While we can’t determine what causes support for candidates with these models, we can highlight what questions asked of Democratic primary voters predict candidate support in this particular survey.

The Power of “Net Considering”

As building support models is a timely process, it’s natural to ask if we have any measures that well approximate ranked support? Looking at net considering -- the number of people considering that candidate minus the number of people actively not considering that candidate -- appears to be a good proxy.

Using the full ranked data I estimate general support among post-debate respondents by looking at all combinations of “head to head” or pairwise comparisons.
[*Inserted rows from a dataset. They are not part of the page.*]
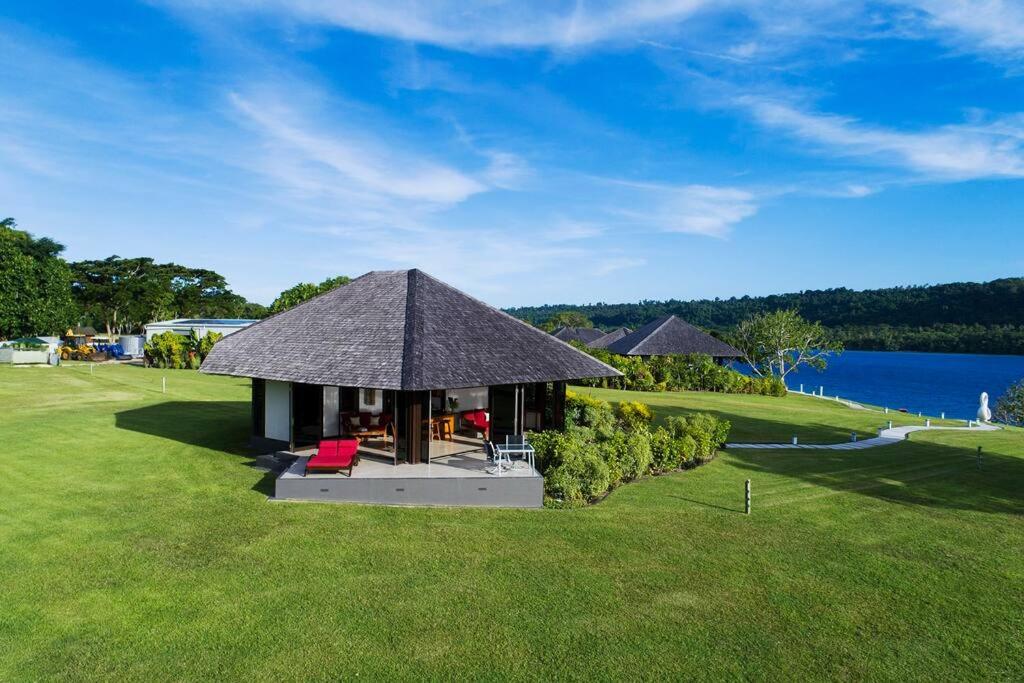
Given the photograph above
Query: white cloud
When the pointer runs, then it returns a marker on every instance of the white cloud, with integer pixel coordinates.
(960, 152)
(562, 24)
(707, 210)
(359, 160)
(989, 25)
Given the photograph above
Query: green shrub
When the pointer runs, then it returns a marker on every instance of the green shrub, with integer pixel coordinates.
(664, 453)
(171, 350)
(581, 478)
(634, 415)
(1010, 407)
(597, 453)
(691, 372)
(562, 488)
(707, 432)
(167, 350)
(584, 411)
(635, 458)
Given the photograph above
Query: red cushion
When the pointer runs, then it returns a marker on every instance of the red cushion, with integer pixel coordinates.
(334, 454)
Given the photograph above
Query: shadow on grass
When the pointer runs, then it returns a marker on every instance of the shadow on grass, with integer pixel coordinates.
(705, 504)
(218, 425)
(921, 473)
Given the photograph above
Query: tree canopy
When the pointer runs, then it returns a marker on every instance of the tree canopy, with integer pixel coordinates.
(970, 317)
(778, 343)
(35, 285)
(304, 291)
(123, 294)
(566, 318)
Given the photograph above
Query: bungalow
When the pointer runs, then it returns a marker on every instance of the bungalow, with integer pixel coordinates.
(609, 338)
(585, 335)
(669, 335)
(421, 374)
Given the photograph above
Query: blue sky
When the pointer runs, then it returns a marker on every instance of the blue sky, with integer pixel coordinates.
(528, 153)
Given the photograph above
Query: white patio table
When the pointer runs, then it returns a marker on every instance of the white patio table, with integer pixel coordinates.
(506, 451)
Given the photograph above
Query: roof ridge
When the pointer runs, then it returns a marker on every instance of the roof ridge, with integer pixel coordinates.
(510, 316)
(654, 331)
(410, 357)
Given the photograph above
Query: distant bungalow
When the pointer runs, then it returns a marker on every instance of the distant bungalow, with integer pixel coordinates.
(605, 340)
(669, 335)
(585, 335)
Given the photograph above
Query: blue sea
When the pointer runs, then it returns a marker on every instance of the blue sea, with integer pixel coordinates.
(931, 383)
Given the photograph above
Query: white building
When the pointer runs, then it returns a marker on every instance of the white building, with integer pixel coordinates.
(200, 325)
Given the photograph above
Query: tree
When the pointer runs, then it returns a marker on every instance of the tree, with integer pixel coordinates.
(778, 343)
(124, 294)
(35, 285)
(566, 318)
(1010, 407)
(304, 291)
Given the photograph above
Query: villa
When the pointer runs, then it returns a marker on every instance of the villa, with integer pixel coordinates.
(420, 377)
(669, 335)
(584, 335)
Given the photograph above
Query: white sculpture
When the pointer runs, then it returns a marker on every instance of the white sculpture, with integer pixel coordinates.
(984, 415)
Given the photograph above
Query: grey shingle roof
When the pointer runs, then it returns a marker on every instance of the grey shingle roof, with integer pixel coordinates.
(613, 336)
(398, 330)
(671, 335)
(585, 335)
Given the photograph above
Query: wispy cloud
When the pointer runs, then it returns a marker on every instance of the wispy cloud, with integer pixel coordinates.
(995, 26)
(460, 25)
(694, 209)
(980, 148)
(366, 163)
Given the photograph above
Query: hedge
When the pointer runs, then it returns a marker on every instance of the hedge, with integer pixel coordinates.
(600, 450)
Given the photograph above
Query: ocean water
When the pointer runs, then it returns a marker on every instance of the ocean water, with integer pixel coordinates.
(931, 383)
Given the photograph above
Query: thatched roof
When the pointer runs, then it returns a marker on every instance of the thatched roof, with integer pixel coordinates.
(398, 330)
(585, 335)
(671, 335)
(613, 336)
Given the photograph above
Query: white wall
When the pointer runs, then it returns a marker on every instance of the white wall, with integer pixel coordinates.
(376, 407)
(278, 419)
(473, 398)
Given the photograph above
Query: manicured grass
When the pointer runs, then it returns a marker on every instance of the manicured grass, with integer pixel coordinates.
(137, 544)
(768, 419)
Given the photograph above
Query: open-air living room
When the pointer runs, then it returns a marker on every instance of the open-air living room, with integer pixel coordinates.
(400, 389)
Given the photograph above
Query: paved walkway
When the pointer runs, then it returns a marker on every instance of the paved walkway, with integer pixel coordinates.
(885, 437)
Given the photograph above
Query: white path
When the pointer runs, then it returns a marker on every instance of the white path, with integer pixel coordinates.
(885, 437)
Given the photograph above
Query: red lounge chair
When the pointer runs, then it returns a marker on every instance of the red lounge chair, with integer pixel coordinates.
(477, 421)
(335, 455)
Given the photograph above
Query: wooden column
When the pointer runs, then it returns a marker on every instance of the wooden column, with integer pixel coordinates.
(414, 426)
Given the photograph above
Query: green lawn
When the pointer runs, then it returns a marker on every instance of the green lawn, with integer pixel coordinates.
(137, 543)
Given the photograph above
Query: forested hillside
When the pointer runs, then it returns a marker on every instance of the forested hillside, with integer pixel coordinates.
(979, 317)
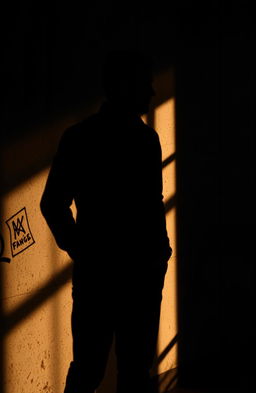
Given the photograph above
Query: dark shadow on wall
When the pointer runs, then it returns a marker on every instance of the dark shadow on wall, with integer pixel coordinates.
(215, 116)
This involves taking each pair of candidates, calculating who in that pair has the most support and then repeating for the remaining combinations. Using this definition of pairwise or potential support, I find the nine with the most pairwise support to be: Warren, Harris, Biden, Sanders, Buttigieg, Booker, Castro, O’Rourke, Klobuchar.
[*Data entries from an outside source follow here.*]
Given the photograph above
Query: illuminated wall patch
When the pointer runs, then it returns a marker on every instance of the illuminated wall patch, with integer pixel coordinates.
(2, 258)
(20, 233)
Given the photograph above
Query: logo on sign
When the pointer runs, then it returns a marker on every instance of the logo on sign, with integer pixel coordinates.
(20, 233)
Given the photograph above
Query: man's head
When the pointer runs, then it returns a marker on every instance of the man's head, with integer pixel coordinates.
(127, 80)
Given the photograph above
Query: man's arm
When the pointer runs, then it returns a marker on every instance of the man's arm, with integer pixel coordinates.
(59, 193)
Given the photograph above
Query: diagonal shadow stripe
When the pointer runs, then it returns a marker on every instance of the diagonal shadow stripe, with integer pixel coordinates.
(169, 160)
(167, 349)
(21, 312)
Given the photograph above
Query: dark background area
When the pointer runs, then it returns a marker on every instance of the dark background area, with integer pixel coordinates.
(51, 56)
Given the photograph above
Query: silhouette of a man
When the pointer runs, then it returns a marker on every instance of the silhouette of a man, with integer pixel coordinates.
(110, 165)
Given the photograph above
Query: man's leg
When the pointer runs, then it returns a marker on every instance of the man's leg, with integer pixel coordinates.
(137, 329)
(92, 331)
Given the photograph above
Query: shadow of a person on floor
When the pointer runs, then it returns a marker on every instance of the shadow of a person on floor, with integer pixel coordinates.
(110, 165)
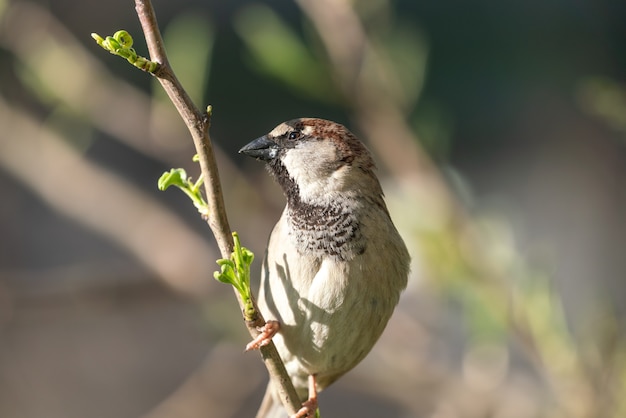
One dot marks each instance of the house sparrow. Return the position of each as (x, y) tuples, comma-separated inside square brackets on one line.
[(335, 263)]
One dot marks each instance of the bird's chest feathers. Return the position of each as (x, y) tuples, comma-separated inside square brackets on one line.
[(325, 231)]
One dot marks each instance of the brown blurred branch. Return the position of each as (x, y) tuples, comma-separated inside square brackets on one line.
[(198, 124)]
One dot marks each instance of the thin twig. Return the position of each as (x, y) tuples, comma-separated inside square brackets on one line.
[(198, 124)]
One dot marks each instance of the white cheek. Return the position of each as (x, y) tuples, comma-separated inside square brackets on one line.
[(308, 166)]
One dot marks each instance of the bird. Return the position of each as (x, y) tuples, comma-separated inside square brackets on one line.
[(335, 264)]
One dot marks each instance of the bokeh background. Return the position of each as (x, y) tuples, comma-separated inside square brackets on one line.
[(498, 128)]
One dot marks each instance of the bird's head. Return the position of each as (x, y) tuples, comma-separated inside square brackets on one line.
[(315, 160)]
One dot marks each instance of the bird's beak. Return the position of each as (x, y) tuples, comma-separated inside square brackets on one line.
[(261, 148)]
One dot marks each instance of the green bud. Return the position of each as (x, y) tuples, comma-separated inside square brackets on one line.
[(123, 38)]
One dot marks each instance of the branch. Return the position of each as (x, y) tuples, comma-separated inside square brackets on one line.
[(198, 124)]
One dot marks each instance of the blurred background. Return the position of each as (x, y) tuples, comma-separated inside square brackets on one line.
[(498, 129)]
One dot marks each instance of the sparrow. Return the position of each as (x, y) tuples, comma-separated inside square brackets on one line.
[(335, 264)]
When we look at candidate strength by net considering, we come to very similar results about candidate strength as when we look at the full ranks:

Among the top nine candidates, only Sanders and Buttigieg swap places when comparing net consider with ranked support: Warren, Harris, Biden, Buttigieg, Sanders, Booker, Castro, O’Rourke, Klobuchar. As a general rule “considering, but not my first choice” candidates should do relatively better on this metric.

Using net considering as a proxy, we can compare the post and pre debate respondents to see how this measure may have changed over the week:

It’s evident that net considering can provide a more nuanced predictor of general support than merely asking top choice while being less complicated to determine than asking for complete candidate rankings.

Putting It All Together

In a field as large as the Democratic field is now, it is worth exploring varying methods to ask for candidate support. In this post, I specifically looked at estimating full candidate ranks from a survey that asked respondents to rank candidates they are actively considering. At the time of the first debate, I can not find much support that the field is easily divided into lanes or that broad demographics predicts support. Instead, questions like candidate name recognition, age, prioritizing specific policies, and opinions of political groups like the DSA and The #MeToo Movement better predict candidate rankings. Moreover, knowledge of who voters are considering beyond their first choice candidate offers a much more robust understanding of the current state of the Democratic primary.

Zachery Crowell is a political data analyst devoted to promoting progressive policy. Views contained in this post solely represent the author alone, and do not represent the views of any organization.